Unter einem Vorwand abgeschobene Kinder
Es handele sich um ein perfides Manipulationssystem, kritisieren ukrainische Menschenrechtler. In den seit 2022 von Russland besetzten ukrainischen Gebieten sollen Tausende Kinder zur militärischen Indoktrination in Ferienlager entführt worden sein, sagt Olha Skrypnyk, Geschäftsführerin der Menschenrechtsgruppe Krim.
„Die Kinder wurden unter dem Vorwand, sie aus Regionen wie Cherson, Saporischschja oder Mariupol zu evakuieren, in Lager gebracht. Viele Kinder wurden aus diesen Regionen weggebracht“, sagte Skrypnyk. „Diese Lager haben nichts mit Gesundheit oder Hilfe für diese Kinder zu tun. Es geht im Wesentlichen darum, die Kinder zum Militärdienst zu zwingen und ihre ukrainische Identität zu zerstören.“
Umerziehung seit 2014
Dies funktioniert vor allem durch Propaganda, Geschichts- und Politikunterricht. Eine Praxis, die die russischen Besatzungsbehörden seit 2014 in den besetzten Gebieten in der Ostukraine anwenden, sagt die Anwältin Kateryna Rashkeva. Und das mit Erfolg. Zusammen mit ihren Kollegen vom Regionalen Zentrum für Menschenrechte konnte Rashkeva Fälle von Kindern und Jugendlichen rekonstruieren, die seit 2014 unter russischer Besatzung aufgewachsen sind. Als junge Erwachsene traten diese Kinder in die russische Armee ein, zogen in den Krieg gegen die Ukraine – und wurden dort getötet.
„Ich bin mir sicher, dass einige Leute freiwillig mitgemacht haben. Wegen dieser Umerziehungspolitik, wegen der Militarisierungspolitik“, sagt Rashkeva. „Seit acht Jahren erzählen die Russen diesen Kindern, dass die Ukraine ein Nazi-Staat ist, der die Kinder des Donbass bombardiert und all diese Menschen tötet.“
Eltern können ihre Kinder kaum schützen
In den neu besetzten Gebieten sei es für Eltern kaum möglich, ihre Kinder vor der Indoktrination der russischen Besatzungsmacht zu schützen, sagt Rashkeva. In vielen Fällen übten Mitarbeiter der Besatzungsbehörden oder bewaffnete Männer Druck auf Familien aus, ihre Kinder in Ferienlager zu schicken.
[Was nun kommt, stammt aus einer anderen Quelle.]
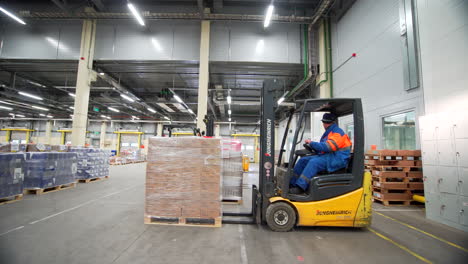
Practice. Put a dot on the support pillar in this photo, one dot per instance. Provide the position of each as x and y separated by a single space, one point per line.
102 140
48 137
83 82
217 130
324 77
159 129
203 76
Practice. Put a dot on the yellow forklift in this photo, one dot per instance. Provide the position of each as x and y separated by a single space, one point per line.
341 198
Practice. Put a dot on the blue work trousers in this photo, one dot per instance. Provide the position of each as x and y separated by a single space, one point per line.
306 168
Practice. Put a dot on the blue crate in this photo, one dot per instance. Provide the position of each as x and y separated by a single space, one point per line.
92 163
11 174
49 169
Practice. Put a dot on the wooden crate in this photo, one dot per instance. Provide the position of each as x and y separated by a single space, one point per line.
181 221
50 189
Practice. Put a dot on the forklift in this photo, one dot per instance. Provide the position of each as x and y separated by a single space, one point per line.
341 198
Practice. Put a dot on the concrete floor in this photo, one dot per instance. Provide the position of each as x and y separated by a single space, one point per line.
102 222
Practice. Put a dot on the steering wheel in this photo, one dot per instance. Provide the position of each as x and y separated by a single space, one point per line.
309 148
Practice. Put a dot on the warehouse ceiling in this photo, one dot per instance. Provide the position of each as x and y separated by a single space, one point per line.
150 81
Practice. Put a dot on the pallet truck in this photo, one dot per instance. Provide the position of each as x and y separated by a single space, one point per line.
342 198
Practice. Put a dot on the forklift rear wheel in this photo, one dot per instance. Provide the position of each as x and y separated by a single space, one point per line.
280 217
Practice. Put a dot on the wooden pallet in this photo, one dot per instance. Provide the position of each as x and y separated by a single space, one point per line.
184 221
395 203
234 202
50 189
11 199
93 179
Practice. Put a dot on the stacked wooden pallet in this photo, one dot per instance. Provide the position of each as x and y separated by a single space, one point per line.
396 175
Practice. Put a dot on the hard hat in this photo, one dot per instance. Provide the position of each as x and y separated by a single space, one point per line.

„Natürlich nennen sie es nicht Umerziehung. Sie nennen es auch nicht Militarisierung. Sie sagen einfach: ‚Andere Kinder haben diese Lager auch besucht, sie kommen mit Geschenken zurück. Es geht ihnen gut‘“, erklärt Rahskeva Das Vorgehen der Russen. „2023 Tatsächlich haben wir keinen Fall dokumentiert, in dem ukrainische Kinder aus besetzten Gebieten nicht aus diesen Lagern zurückgebracht wurden. Daher haben sie ihre Strategie angepasst, um keine Reaktion der internationalen Gemeinschaft zu provozieren. Sie bringen die Kinder zurück, aber.“ mit Gehirnwäsche.“
„Patriotische Erziehung“ als Vorbereitung auf die Armee
Laut ukrainischen Quellen wurden in den letzten zwei Jahren Tausende Kinder aus der Ukraine nach Russland verschleppt. Sie erhalten häufig neue Geburtsurkunden und Ausweispapiere. Daher war es nur in wenigen Fällen möglich, ukrainische Kinder in ihre Familien zurückzuführen.
Doch Militarisierung und Propaganda finden nicht nur in Ferienlagern für Jugendliche statt, berichtet Menschenrechtsaktivistin Skrypnyk: „In Einrichtungen wie Kindergärten oder Schulen wurden sofort verschiedene Maßnahmen und Programme umgesetzt. Alles, was in gewisser Weise mit Kindern zu tun hat.“ fällt unter die sogenannte patriotische Erziehung zusammen.“ Diese patriotische Erziehung habe ein Ziel, sagt Skrypnyk: „Die Kinder auf den Dienst in der russischen Armee vorzubereiten. Eine Realität zu schaffen, in der sie für Russland sterben würden.“
So schafft Russland Fakten in den besetzten Gebieten der Ukraine. Je länger der Krieg dauert, desto schwieriger wird es für die Ukraine, die Kontrolle über die besetzten Gebiete zurückzugewinnen.